The great thing about making pizzas yourself is that you can make them just how you like them best, choosing your toppings. Our favourites include pepperoni or chorizo sausage slices, ham and pineapple chunks, and slices of red onion, peppers and mushrooms.
200 grams / 7 oz of plain white flour
2 tablespoons of olive oil
125 ml of warm water (approximately)
1 heaped teaspoon of dried instant baker's yeast
1/2 teaspoon of salt
1/2 teaspoon of sugar
For the topping
Mature Cheddar cheese (grated)
Mozzarella cheese (grated)
Anything else that you fancy
Mix together the plain flour, the yeast, the olive oil and the sugar, and add your salt to the top. We find it much easier to make the dough using a food processor, but you can use a wooden spoon or your hands if you prefer to get a bit messy.
Slowly add the warm water, bit by bit, mixing well until you form a good pizza dough consistency, soft but not sticky. Stop adding the water at this stage, and if you find that you've added too much, just tip in a bit more flour. Now, knead the dough for a few minutes on a floured worktop or table, and then roll it to form a pizza circle. Place your circle of dough into a pizza tray that you have first lined with greaseproof paper and brushed with cooking oil, and then use a floured plastic beaker to roll it right to the edges.
Spread over your tomato puree (you can use tomato sauce or a jar of ready-made pizza sauce for this recipe, or make your own by cooking tinned chopped tomatoes and onions slowly together). Lastly, sprinkle over as much cheese as you fancy, but don't go over the edges, as this will make it stick. You can just use Cheddar cheese if that is all you have, but mozzarella makes it really stringy and authentic.

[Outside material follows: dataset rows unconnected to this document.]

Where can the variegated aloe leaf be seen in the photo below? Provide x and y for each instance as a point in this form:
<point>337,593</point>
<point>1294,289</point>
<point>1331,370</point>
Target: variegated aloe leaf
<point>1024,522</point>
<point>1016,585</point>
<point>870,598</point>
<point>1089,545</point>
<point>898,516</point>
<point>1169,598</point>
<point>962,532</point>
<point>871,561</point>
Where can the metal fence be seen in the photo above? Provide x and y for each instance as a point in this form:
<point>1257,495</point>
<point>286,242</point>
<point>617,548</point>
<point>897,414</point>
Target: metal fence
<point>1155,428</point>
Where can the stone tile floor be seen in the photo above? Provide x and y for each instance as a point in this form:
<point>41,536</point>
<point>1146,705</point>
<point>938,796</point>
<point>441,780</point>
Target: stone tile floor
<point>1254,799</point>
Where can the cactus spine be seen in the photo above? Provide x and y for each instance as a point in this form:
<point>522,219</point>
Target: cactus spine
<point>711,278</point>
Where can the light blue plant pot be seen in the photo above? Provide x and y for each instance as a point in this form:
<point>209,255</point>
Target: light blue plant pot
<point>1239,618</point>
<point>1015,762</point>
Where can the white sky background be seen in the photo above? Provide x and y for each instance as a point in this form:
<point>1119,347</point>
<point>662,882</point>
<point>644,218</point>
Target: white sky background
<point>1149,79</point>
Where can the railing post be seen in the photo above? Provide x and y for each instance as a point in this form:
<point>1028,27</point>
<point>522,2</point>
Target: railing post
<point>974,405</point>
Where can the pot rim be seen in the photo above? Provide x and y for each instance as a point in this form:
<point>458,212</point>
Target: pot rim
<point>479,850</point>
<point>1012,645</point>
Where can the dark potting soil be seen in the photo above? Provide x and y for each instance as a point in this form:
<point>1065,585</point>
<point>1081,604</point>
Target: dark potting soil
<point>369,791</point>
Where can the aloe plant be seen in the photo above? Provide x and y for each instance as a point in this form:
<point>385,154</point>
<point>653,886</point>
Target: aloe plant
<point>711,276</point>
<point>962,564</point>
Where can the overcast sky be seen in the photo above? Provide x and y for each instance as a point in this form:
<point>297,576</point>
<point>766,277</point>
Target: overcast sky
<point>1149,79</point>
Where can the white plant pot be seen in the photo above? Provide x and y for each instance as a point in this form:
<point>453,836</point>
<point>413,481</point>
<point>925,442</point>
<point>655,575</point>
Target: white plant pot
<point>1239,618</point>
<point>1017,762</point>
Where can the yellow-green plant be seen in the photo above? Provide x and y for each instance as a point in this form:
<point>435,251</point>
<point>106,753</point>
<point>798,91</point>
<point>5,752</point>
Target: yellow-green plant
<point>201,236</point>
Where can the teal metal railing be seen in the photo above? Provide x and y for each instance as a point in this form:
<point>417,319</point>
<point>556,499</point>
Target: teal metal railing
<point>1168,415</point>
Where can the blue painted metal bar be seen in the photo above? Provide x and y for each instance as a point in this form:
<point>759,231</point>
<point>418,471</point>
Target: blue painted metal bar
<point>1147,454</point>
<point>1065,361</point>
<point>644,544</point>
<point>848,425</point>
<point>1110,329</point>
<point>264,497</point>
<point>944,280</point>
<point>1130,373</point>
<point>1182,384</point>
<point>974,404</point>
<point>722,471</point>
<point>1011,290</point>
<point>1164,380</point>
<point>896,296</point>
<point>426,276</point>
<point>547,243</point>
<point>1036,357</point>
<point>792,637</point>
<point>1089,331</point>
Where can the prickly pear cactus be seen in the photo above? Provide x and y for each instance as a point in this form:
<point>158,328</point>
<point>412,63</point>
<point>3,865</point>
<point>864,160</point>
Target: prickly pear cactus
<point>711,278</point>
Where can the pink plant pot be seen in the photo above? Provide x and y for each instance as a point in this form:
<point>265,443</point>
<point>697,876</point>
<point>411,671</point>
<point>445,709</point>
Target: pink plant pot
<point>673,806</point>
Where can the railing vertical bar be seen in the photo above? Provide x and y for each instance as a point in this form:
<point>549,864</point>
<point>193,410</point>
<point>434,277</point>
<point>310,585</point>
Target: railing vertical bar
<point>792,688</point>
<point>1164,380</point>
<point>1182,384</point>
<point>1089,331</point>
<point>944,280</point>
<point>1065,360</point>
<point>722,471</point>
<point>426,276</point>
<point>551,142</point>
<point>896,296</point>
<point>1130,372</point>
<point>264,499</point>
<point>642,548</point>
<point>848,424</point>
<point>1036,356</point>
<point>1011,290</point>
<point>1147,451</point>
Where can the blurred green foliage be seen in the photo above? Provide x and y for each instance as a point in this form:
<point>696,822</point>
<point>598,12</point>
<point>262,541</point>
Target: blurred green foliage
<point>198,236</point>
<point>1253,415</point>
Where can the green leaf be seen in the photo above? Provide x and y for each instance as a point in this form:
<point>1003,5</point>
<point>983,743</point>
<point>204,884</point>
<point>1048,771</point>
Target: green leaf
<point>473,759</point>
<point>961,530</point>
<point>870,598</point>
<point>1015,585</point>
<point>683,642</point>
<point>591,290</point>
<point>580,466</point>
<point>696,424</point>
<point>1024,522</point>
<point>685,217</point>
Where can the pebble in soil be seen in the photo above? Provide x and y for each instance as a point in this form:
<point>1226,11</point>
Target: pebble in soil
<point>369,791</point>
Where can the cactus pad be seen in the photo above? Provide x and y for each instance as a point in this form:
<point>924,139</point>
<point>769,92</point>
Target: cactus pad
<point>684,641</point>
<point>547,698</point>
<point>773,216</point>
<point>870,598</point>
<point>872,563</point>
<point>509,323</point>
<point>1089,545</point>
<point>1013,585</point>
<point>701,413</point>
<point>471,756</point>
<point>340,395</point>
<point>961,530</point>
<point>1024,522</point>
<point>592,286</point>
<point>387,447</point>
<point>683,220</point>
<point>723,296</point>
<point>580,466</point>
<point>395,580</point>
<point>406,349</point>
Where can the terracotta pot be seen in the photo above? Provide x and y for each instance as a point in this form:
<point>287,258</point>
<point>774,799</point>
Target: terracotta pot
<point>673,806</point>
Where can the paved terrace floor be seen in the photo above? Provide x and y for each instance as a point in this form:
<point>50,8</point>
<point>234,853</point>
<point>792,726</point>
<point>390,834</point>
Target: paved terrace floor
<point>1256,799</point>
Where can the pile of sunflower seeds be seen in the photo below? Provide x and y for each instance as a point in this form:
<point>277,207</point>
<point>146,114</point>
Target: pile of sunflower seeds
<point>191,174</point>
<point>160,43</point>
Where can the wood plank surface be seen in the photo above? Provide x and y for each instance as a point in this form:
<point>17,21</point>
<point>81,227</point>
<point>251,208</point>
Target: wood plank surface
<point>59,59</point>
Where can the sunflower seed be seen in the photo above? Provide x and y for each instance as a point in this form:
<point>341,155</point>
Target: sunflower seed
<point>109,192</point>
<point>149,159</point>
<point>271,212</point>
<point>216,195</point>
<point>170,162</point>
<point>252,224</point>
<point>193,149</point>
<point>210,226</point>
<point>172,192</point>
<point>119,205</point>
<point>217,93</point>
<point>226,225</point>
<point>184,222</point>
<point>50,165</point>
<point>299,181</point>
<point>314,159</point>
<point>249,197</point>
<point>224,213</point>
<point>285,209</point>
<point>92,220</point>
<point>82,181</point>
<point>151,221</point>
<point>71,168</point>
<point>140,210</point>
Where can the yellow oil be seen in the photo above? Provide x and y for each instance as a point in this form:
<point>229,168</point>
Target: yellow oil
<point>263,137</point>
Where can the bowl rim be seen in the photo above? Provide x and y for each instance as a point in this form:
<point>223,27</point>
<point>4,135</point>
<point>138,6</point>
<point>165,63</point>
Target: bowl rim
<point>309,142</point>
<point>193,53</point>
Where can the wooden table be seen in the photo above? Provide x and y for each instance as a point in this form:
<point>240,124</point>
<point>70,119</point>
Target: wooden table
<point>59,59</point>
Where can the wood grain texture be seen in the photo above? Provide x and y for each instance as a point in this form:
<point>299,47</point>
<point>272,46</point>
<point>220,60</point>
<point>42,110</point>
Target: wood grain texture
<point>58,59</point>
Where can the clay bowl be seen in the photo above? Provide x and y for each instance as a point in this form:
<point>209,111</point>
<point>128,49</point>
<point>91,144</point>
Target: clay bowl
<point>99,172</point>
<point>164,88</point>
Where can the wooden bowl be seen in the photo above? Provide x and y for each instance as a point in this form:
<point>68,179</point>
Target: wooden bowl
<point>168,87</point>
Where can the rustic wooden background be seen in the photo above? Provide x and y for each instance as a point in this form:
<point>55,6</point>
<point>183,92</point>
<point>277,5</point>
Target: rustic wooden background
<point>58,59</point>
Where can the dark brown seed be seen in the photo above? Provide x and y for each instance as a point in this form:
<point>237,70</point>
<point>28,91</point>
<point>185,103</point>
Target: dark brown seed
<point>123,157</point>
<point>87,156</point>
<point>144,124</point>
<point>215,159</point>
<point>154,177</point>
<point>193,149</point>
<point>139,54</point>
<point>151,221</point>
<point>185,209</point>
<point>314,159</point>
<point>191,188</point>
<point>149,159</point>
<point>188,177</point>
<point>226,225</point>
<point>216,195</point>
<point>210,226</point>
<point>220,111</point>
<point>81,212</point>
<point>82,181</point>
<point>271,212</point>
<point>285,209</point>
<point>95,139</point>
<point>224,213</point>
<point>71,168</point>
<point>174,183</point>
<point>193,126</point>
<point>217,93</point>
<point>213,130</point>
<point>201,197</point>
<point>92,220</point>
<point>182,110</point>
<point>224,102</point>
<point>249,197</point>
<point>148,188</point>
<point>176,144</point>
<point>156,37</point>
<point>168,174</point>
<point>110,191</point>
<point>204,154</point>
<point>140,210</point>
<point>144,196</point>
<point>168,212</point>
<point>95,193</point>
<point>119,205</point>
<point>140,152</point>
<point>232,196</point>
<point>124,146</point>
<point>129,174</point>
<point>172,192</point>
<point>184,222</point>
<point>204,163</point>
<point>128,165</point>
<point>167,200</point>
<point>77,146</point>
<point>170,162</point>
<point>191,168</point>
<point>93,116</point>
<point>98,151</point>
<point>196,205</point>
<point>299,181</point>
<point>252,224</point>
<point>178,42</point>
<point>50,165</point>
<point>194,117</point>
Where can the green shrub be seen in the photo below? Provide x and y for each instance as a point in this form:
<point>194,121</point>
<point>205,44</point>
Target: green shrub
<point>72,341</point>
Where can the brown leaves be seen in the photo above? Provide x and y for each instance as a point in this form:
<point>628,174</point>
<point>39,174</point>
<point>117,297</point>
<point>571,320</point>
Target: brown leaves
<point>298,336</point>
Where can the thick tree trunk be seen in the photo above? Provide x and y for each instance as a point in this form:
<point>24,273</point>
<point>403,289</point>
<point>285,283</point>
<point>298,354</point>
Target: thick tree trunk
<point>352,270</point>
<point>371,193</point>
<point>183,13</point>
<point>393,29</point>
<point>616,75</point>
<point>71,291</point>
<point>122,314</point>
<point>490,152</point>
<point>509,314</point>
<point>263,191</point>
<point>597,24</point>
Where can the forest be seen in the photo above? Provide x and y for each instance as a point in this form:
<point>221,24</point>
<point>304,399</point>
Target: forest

Leave your prepared pizza to sit for around 30 minutes, so that the dough rises a little bit (this is called proving the dough) and pre-heat your oven to the highest temperature possible. This is really important. For us, this is 250°C, so really hot. Cook your pizza at the very top of your oven. This will ensure that it cooks quickly, with a crispy bottom - not a Mary Berry soggy bottom. Bake-off master Paul Hollywood says that pizzas should cook for no longer than seven minutes, but we suggest checking it after five minutes, and turning it around to make sure that it doesn't burn at the back.